This package is intended to generate abstractive reports based on sentences or paragraphs treating the same topic.
pip install git+https://github.com/the-deep/reports_generator
- This package is based on pretrained models from the transformers library. It is a based on a multilingual summarization model (languages can be found here).
- It was first intended to automatically generate reports for the humanitarian world and tested to generate real world test reports, one example being a Humanitarian Needs Overview for the Ukraine Project.
- To keep the most relevant information only, the library is based on doing summarization iterations on the original text.
- We show pseudocodes of the methodlogy used for reports creation
`Method: Main function call`
`Inputs`: List of sentences or paragraph
`Output`: summary
summarized text = OneSummarizationIteration(original text)
While (summarized text too long and maximum number of iterations not reached):
summarized text = OneSummarizationIteration(summarized text)
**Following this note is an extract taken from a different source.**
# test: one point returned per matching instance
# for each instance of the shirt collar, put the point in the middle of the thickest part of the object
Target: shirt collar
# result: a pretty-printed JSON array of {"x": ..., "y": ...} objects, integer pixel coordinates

`Method: OneSummarizationIteration`
`Inputs`: text
`Outputs`: Summarized Text
1 - Split text into sentences
2 - Get sentence embeddings for each sentence
i - preprocess sentence (delete stop words, remove punctuation, stem and lemmatize words)
ii - get sentence embeddings using preprocessed sentences (using pretrained HuggingFace models).
3 - Cluster sentences into different categories using the HDBscan clustering method
4 - Generate summary for each cluster (using pretrained HuggingFace models).
5 - link summaries of each together together and return them.
Get a report from raw text.
from reports_generator import ReportsGenerator
summarizer = ReportsGenerator()
generated_report = summarizer(original_text)
We give an example of another possible usage of the library, using a multilabeled data.
import pandas as pd
from reports_generator import ReportsGenerator
summarizer = ReportsGenerator()
# Example of classified data to import, with two columns, `original_text` and `groundtruth_labels`
df = pd.read_csv([csv_path])
labels_list = df.groundtruth_labels.unique()
# Get summary for each label
generated_report = {}
for one_label in labels_list:
mask_one_label = df.groundtruth_labels==one_label
text_one_label = df[mask_one_label].original_text.tolist()
generated_report[one_label] = summarizer(text_one_label)
For English and french languages, we advise the usage of language specific summarization models by initializing the library the following ways:
- English reports:
summarizer = ReportsGenerator(summarization_model_name="sshleifer/distilbart-cnn-12-6")
- French reports:
summarizer = ReportsGenerator(summarization_model_name="plguillou/t5-base-fr-sum-cnndm")
As this library relies on heavy pretrained models, ite requires a significant amount of RAM on the Machine (at least 5GM RAM available). Therefore, we recommend using it on an online machine. We provide an example notebook using Google Colab here.